Rex Harrison fares better as Captain Gregg, clearly possessing more talent in his pinky than Tierney does as a whole. Still, although I like Harrison, his sea captain is a bit too audacious for audacious’ sake. He’s “salty” and “coarse,” and I know that because the dialogue keeps on telling me over and over again that he has no manners and is, in fact, salty and coarse. Over and over and over again. He's salty! He swears! (sort of) He has no manners! Really, the film tells me this so many times, it's like they're trying to hypnotize me. And then, let’s talk about the chemistry between him and Tierney. Oh wait, better yet, let’s not, because it’s not there. The two are almost as wooden around each other as are Natalie Portman and Hayden Christensen in Star Wars Episode II. Poor Harrison. He can do so much better, but he’s not going to get there in this vapid black hole of a story.
Coming into the movie about an hour in is the refreshing breath of air that is George Sanders. Anything he does is fascinating. He walks in and instantly perks up the film, what with his smarmy, grinning, sleazy, unctuous character. Yet again, he plays exactly the sort of venomous snake as he did in Rebecca and All About Eve, but frankly, I don’t care. The film desperately needs some edge, and he manages to provide it. Of course, though, what happens next? He turns all lover, ooey gooey, “Ooh, Gene Tierney, tell me how much you love me,” which is not nearly as interesting as when he is being all mean and conniving. And then, even worse, he just stops showing up. The man is the best thing about the film, and he’s only in three scenes. MORE GEORGE SANDERS, I SAY!
Alright, so let’s say, for argument’s sake, that the filmmakers went back and recast the two leads in an effort to have SOME sort of passion between the two of them (and to find an actress who can... well, act). There would still be the rather blatant problem of the story. Ironically, in the film, several potshots are taken at the melodramatic fare "women novelists" of the Victorian and Edwardian era tended to churn out. Um… hello?!?! This is a classic example of such middling fare. I checked; the screenplay is based on a novel written by a woman. I really hate to denigrate my own sex, but really, this is pure schmaltz of exactly the vapid and insipid nature that "female novelists" developed a bad reputation for. It’s one step up from romance novels. Well, actually, I’m not so sure about that. At least romance novels have some sort of heat and chemistry between the two leads.
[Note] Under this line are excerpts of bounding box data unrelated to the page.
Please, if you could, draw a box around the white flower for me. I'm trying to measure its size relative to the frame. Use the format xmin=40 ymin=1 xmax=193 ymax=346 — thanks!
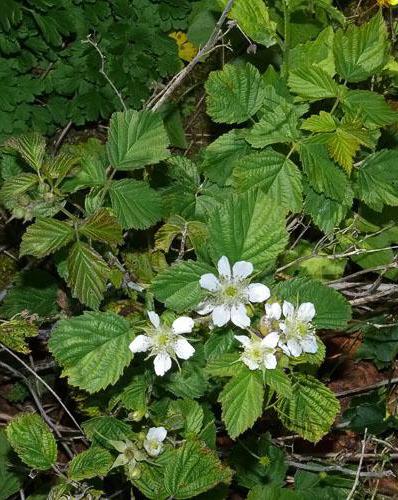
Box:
xmin=235 ymin=332 xmax=279 ymax=370
xmin=198 ymin=256 xmax=271 ymax=328
xmin=144 ymin=427 xmax=167 ymax=457
xmin=279 ymin=301 xmax=318 ymax=357
xmin=129 ymin=311 xmax=195 ymax=377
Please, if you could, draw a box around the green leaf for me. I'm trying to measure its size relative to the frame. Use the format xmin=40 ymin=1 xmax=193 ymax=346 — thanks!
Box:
xmin=274 ymin=278 xmax=351 ymax=330
xmin=218 ymin=368 xmax=264 ymax=439
xmin=233 ymin=149 xmax=302 ymax=212
xmin=67 ymin=241 xmax=110 ymax=309
xmin=209 ymin=190 xmax=287 ymax=271
xmin=218 ymin=0 xmax=276 ymax=47
xmin=276 ymin=374 xmax=340 ymax=443
xmin=109 ymin=179 xmax=162 ymax=229
xmin=206 ymin=63 xmax=265 ymax=123
xmin=49 ymin=312 xmax=134 ymax=393
xmin=300 ymin=142 xmax=352 ymax=204
xmin=334 ymin=9 xmax=389 ymax=82
xmin=152 ymin=260 xmax=214 ymax=311
xmin=355 ymin=149 xmax=398 ymax=212
xmin=20 ymin=218 xmax=75 ymax=258
xmin=342 ymin=90 xmax=398 ymax=128
xmin=6 ymin=413 xmax=57 ymax=470
xmin=164 ymin=441 xmax=232 ymax=499
xmin=289 ymin=65 xmax=345 ymax=101
xmin=79 ymin=208 xmax=123 ymax=245
xmin=201 ymin=130 xmax=251 ymax=186
xmin=68 ymin=446 xmax=114 ymax=481
xmin=107 ymin=110 xmax=169 ymax=170
xmin=0 ymin=269 xmax=58 ymax=319
xmin=4 ymin=132 xmax=46 ymax=172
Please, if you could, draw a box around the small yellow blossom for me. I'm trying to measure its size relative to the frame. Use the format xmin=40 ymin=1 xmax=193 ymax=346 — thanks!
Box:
xmin=169 ymin=31 xmax=198 ymax=62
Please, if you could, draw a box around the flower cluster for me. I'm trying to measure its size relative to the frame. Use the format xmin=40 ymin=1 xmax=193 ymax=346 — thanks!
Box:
xmin=130 ymin=256 xmax=318 ymax=376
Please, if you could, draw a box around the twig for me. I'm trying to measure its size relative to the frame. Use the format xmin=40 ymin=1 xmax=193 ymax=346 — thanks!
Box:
xmin=82 ymin=35 xmax=127 ymax=111
xmin=146 ymin=0 xmax=235 ymax=111
xmin=347 ymin=428 xmax=370 ymax=500
xmin=0 ymin=342 xmax=84 ymax=434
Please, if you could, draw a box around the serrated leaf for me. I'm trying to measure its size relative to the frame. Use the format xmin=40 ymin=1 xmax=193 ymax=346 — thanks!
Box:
xmin=218 ymin=367 xmax=264 ymax=439
xmin=342 ymin=90 xmax=398 ymax=128
xmin=109 ymin=179 xmax=162 ymax=229
xmin=164 ymin=441 xmax=232 ymax=499
xmin=233 ymin=149 xmax=302 ymax=212
xmin=276 ymin=374 xmax=340 ymax=443
xmin=289 ymin=65 xmax=345 ymax=101
xmin=208 ymin=190 xmax=287 ymax=271
xmin=218 ymin=0 xmax=276 ymax=47
xmin=20 ymin=218 xmax=75 ymax=258
xmin=67 ymin=241 xmax=110 ymax=309
xmin=79 ymin=208 xmax=123 ymax=245
xmin=355 ymin=149 xmax=398 ymax=212
xmin=6 ymin=413 xmax=57 ymax=470
xmin=206 ymin=64 xmax=264 ymax=123
xmin=49 ymin=312 xmax=133 ymax=393
xmin=68 ymin=446 xmax=114 ymax=481
xmin=274 ymin=278 xmax=351 ymax=330
xmin=334 ymin=9 xmax=389 ymax=82
xmin=107 ymin=110 xmax=169 ymax=170
xmin=152 ymin=260 xmax=214 ymax=311
xmin=4 ymin=132 xmax=46 ymax=172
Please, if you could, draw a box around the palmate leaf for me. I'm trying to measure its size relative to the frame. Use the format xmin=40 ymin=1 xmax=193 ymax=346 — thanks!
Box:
xmin=206 ymin=64 xmax=265 ymax=123
xmin=49 ymin=312 xmax=134 ymax=393
xmin=334 ymin=9 xmax=389 ymax=82
xmin=276 ymin=374 xmax=340 ymax=443
xmin=164 ymin=441 xmax=232 ymax=499
xmin=68 ymin=446 xmax=114 ymax=481
xmin=152 ymin=260 xmax=215 ymax=311
xmin=79 ymin=208 xmax=123 ymax=245
xmin=107 ymin=110 xmax=169 ymax=170
xmin=6 ymin=413 xmax=57 ymax=470
xmin=208 ymin=190 xmax=287 ymax=271
xmin=20 ymin=218 xmax=75 ymax=258
xmin=67 ymin=241 xmax=110 ymax=309
xmin=355 ymin=149 xmax=398 ymax=212
xmin=4 ymin=133 xmax=46 ymax=172
xmin=218 ymin=367 xmax=264 ymax=438
xmin=233 ymin=149 xmax=302 ymax=212
xmin=274 ymin=278 xmax=351 ymax=329
xmin=109 ymin=179 xmax=162 ymax=229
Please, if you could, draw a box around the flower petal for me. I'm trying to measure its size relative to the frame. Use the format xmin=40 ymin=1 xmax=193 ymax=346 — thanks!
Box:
xmin=234 ymin=335 xmax=252 ymax=347
xmin=248 ymin=283 xmax=271 ymax=302
xmin=196 ymin=301 xmax=214 ymax=316
xmin=153 ymin=352 xmax=171 ymax=377
xmin=217 ymin=255 xmax=231 ymax=278
xmin=265 ymin=302 xmax=282 ymax=320
xmin=129 ymin=335 xmax=152 ymax=353
xmin=199 ymin=273 xmax=220 ymax=292
xmin=211 ymin=305 xmax=231 ymax=326
xmin=231 ymin=304 xmax=250 ymax=328
xmin=261 ymin=332 xmax=279 ymax=349
xmin=171 ymin=316 xmax=195 ymax=333
xmin=287 ymin=339 xmax=303 ymax=358
xmin=148 ymin=311 xmax=160 ymax=328
xmin=301 ymin=335 xmax=318 ymax=354
xmin=232 ymin=260 xmax=253 ymax=280
xmin=174 ymin=337 xmax=195 ymax=359
xmin=146 ymin=427 xmax=167 ymax=443
xmin=264 ymin=354 xmax=277 ymax=370
xmin=297 ymin=302 xmax=315 ymax=323
xmin=282 ymin=300 xmax=294 ymax=318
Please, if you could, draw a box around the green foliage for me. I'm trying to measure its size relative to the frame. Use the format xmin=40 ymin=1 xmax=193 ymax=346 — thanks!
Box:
xmin=49 ymin=312 xmax=133 ymax=393
xmin=6 ymin=413 xmax=57 ymax=470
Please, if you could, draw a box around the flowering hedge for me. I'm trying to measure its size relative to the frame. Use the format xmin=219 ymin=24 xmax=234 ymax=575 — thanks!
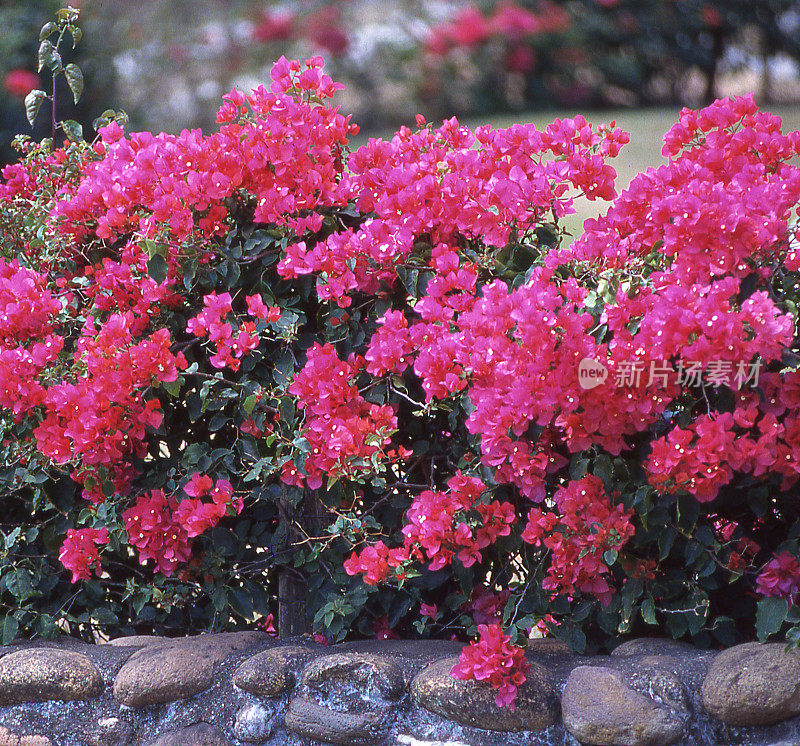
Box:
xmin=0 ymin=37 xmax=800 ymax=706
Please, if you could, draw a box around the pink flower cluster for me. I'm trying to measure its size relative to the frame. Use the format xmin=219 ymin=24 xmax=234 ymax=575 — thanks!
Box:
xmin=451 ymin=624 xmax=530 ymax=712
xmin=282 ymin=344 xmax=405 ymax=489
xmin=344 ymin=473 xmax=516 ymax=585
xmin=186 ymin=293 xmax=280 ymax=371
xmin=756 ymin=552 xmax=800 ymax=603
xmin=53 ymin=58 xmax=357 ymax=243
xmin=58 ymin=528 xmax=110 ymax=583
xmin=122 ymin=474 xmax=243 ymax=577
xmin=427 ymin=0 xmax=570 ymax=55
xmin=522 ymin=476 xmax=634 ymax=604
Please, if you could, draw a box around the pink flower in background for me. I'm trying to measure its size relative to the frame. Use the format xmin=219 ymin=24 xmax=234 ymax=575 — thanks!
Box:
xmin=450 ymin=624 xmax=530 ymax=712
xmin=419 ymin=604 xmax=439 ymax=619
xmin=256 ymin=614 xmax=278 ymax=637
xmin=3 ymin=68 xmax=39 ymax=98
xmin=756 ymin=552 xmax=800 ymax=603
xmin=253 ymin=10 xmax=295 ymax=42
xmin=58 ymin=528 xmax=109 ymax=583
When I rewatched this movie recently, I had to stop watching this at least twice in order to do various and sundry chores around the house. I found myself grateful for these breaks because I needed a breather. Watching Tierney lifelessly carry a film is not the most compelling use of my afternoon. It’s a nice enough story, I guess, but just not my kind of romance. At all.
Arbitrary Rating: 4/10. The more I think about it, the lower I would rate it.